Palestinians wait for prisoners’ releasepublished at 14:06 Greenwich Mean Time 30 January
Wyre Davies
Reporting from Ramallah

Raghad Hussain and Hedaya Hussain
At the municipal centre in Ramallah, among the many families awaiting the release and return of their loved ones from Israeli jails were sisters Raghad Hussain and Hedaya Hussain.
“I’m so tired with being disappointed,” said 21-year-old Raghad.
“This is the second time I’ve prepared myself and got dressed especially for my father’s release.”
Last week, she was told to get ready only to find out her dad wasn’t, after all, among the first wave of prisoners to be released under the fragile ceasefire agreement.
The two sisters, who look like twins, were dressed in traditional Palestinian clothing from the Nablus area of the occupied West Bank, where the family still lives – although as they waited here in Ramallah they learned the family home had reportedly been raided by Israeli settlers who live nearby.
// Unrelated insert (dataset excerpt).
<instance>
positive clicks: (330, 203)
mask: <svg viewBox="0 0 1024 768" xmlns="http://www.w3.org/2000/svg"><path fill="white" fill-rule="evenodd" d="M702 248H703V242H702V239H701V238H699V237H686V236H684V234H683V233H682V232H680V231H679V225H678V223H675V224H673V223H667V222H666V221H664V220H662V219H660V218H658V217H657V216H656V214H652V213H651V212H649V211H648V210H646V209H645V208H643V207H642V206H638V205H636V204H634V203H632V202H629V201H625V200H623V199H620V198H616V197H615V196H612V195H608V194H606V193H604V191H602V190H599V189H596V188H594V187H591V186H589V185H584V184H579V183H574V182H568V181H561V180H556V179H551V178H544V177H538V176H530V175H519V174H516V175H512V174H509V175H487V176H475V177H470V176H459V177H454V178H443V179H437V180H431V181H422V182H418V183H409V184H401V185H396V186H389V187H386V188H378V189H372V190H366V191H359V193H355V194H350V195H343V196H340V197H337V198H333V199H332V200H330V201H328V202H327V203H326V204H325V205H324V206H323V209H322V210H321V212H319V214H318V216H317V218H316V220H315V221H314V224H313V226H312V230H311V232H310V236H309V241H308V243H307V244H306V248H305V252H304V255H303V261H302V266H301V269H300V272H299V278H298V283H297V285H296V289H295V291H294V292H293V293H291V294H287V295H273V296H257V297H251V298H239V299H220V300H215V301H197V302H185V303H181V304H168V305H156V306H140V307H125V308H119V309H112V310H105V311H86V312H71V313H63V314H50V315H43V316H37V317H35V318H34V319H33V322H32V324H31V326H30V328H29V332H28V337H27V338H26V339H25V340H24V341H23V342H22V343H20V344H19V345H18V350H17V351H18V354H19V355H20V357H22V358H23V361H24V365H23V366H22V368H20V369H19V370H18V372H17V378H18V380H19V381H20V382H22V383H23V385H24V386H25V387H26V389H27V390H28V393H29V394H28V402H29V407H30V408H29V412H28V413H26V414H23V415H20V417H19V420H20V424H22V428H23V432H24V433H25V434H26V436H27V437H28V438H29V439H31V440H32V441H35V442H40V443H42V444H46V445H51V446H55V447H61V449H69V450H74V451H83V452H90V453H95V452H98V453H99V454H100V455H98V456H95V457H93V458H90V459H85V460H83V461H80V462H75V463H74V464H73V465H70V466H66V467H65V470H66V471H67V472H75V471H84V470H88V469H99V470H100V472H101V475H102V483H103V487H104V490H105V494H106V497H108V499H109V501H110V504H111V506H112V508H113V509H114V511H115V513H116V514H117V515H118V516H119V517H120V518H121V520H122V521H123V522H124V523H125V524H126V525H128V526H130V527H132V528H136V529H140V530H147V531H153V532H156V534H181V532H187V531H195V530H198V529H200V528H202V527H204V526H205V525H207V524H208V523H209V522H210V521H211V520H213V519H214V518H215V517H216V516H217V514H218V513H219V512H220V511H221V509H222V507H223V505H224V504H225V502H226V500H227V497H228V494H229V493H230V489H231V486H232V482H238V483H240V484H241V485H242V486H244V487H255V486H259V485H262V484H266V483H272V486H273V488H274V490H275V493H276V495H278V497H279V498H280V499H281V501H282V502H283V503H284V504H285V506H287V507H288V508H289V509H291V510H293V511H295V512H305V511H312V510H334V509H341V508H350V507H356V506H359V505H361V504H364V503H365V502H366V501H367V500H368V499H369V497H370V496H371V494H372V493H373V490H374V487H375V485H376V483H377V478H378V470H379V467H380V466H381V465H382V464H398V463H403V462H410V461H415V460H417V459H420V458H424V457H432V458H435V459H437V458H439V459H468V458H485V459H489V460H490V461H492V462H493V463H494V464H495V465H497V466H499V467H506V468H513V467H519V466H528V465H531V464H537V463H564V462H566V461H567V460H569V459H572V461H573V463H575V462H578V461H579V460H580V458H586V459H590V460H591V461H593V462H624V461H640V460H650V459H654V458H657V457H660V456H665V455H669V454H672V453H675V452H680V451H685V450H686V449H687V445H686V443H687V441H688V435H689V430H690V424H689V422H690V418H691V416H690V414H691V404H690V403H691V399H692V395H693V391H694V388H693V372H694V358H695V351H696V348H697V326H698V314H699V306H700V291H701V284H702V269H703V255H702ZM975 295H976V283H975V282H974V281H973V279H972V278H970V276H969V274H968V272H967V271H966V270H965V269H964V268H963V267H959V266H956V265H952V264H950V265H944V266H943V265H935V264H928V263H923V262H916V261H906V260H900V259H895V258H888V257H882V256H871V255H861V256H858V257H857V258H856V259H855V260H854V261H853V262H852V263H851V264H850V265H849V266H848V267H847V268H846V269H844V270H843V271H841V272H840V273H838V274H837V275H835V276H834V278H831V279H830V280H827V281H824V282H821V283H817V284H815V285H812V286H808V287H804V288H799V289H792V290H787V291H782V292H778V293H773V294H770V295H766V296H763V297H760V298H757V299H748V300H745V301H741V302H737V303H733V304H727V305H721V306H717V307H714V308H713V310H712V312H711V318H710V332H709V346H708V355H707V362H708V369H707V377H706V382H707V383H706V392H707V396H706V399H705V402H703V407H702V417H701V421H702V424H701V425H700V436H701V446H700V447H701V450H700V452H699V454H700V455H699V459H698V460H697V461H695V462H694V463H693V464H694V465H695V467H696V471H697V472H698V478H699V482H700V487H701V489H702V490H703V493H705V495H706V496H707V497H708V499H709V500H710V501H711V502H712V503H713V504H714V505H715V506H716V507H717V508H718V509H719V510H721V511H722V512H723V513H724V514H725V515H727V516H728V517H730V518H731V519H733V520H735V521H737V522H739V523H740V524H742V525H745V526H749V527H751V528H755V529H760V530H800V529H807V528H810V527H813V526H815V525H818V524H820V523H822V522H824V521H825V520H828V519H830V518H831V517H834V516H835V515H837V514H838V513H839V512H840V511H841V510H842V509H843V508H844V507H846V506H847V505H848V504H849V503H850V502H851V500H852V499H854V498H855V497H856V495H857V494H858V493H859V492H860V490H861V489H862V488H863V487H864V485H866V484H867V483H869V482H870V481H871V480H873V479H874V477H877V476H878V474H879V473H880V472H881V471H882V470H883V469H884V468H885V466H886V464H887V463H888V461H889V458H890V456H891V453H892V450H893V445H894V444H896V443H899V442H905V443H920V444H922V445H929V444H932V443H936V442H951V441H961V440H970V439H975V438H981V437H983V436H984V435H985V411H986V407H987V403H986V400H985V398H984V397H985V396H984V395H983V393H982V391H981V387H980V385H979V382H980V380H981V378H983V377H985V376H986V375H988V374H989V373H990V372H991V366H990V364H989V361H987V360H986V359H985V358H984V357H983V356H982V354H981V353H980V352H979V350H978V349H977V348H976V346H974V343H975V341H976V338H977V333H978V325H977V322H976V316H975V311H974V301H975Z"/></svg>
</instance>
Raghad wasn’t even born when her father, Hussain Nassar, was detained and jailed in 2003. He’s now 47 years old.
“You don’t know what it’s like to live for so long without your dad,” she told me.
“I’ve never touched him before as my mum was pregnant with me when he was taken. This is the first time I will know what it’s like to have a father.”
Their father was detained, they said, for being an active fighter during the second Palestinian intifada, or uprising.
But the sisters, like other family members are patient.
As few hours’ delay won’t matter, they say – as long as it happens sometime today.